MySpace’s death rattle?

After five years at the top of the social networking pyramid, MySpace spent the last two years becoming the new Friendster. It’s a tag the company wore happily when it outdid Friendster in 2003, but in 2010 it’s nothing short of a scarlet letter. This week Rupert Murdoch folded Slingshot Labs, MySpace’s technology development arm, in what is the closest News Corp. has come to an admission of social networking “Game Over.”

In all likelihood MySpace will continue to loom in the social networking galaxy for years to come come, shimmering in the distance as a dying white dwarf star that grabs what financial dust it can from the ether. Music lovers might still use the site on occasion to check out new artists, but for the most part any self-respecting teenager will tell you that MySpace is “so 2006.”

So what went wrong?

Here are the three biggest MySpace missteps that newer sites like Facebook and Twitter can avoid:

1. Putting The Advertiser Before The User – Visiting MySpace has for years felt like walking down the Vegas strip. Everything is for sale including the homepage. Inboxes are stuffed with updates about MySpace Records pet projects and other sponsored events, and the comment board and friend requests are filled with obscure companies or strippers trying to make a buck. Not that many people wanna stay in Vegas for more than a week; there’s a reason that what happens in Vegas, stays in Vegas.

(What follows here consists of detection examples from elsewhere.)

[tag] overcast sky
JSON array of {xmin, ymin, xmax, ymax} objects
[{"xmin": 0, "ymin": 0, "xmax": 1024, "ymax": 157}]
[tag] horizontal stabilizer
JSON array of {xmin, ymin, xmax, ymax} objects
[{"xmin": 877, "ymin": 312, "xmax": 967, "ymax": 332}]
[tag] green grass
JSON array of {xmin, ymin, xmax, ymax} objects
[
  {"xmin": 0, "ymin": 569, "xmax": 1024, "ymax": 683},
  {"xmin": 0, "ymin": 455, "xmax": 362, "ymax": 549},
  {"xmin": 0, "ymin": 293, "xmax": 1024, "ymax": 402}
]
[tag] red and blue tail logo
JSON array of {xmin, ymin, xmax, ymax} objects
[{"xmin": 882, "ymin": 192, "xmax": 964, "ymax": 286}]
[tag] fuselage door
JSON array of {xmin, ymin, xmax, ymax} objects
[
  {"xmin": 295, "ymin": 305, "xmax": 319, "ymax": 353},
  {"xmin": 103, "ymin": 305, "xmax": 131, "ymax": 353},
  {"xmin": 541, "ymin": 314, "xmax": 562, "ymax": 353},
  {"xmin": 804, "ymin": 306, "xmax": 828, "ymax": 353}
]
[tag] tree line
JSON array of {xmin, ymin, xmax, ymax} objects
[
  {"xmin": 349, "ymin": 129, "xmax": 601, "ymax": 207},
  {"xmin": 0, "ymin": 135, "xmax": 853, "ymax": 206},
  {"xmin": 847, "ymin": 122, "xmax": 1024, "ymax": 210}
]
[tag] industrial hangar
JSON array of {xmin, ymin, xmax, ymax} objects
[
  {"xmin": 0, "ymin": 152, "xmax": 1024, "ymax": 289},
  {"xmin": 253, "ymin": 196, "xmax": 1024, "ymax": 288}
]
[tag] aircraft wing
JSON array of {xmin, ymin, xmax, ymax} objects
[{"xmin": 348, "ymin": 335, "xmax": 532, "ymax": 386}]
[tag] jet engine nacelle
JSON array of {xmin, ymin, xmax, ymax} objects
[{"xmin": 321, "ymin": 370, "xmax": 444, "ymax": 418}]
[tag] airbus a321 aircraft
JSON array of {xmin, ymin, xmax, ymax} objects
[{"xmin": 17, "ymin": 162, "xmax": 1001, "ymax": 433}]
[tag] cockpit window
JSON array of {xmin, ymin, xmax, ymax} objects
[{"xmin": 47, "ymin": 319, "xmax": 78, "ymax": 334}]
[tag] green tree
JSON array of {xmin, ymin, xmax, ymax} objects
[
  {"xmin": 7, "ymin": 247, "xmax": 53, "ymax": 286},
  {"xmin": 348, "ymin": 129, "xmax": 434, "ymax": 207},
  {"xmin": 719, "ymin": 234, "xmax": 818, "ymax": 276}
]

2. The Napoleon Complex – In trying to keep up with the rapid expansion of their larger, wealthier counterparts (see: Google envy), MySpace leveraged its power by branching out into everything under the sun– search, videos, games, fashion, karaoke – in short, anything they thought an Internet giant should have in its portfolio. Each day brought the launch of some new MySpace enterprise, but once it was shuffled off the homepage to make room for the next venture, you never knew how to find it again even if you did like it. In the end, the only thing they achieved was diluting their brand and losing a sense of identity.

3. Inability To Adapt – There was a small window of opportunity when MySpace could have seen what people preferred about Facebook and applied it to MySpace without sacrificing its own uniqueness. Facebook for the most part is simple, user-friendly, and allows people to connect with friends without the annoyance of sponsors and strangers buzzing obtrusively like a mosquito. Facebook does one thing and it does it well, and if it can get its privacy policies in order, it allows advertisers to be part of a community without overrunning it. MySpace could easily have easily adapted some of these approaches before the writing was on the wall.

There is one thing that MySpace still does best, and that is music. Facebook, perhaps wisely, has ceded that ground. Despite MySpace’s overall demise, comScore reported a surprising 92% growth for MySpace Music in 2009. Music is what separated MySpace from early social networks in the first place, and at this point it would be wise to focus on keeping and expanding that stronghold while setting aside recent ill-advised offshoots. Let’s hope that’s what Rupert Murdoch had in mind when he nixed Slingshot Labs.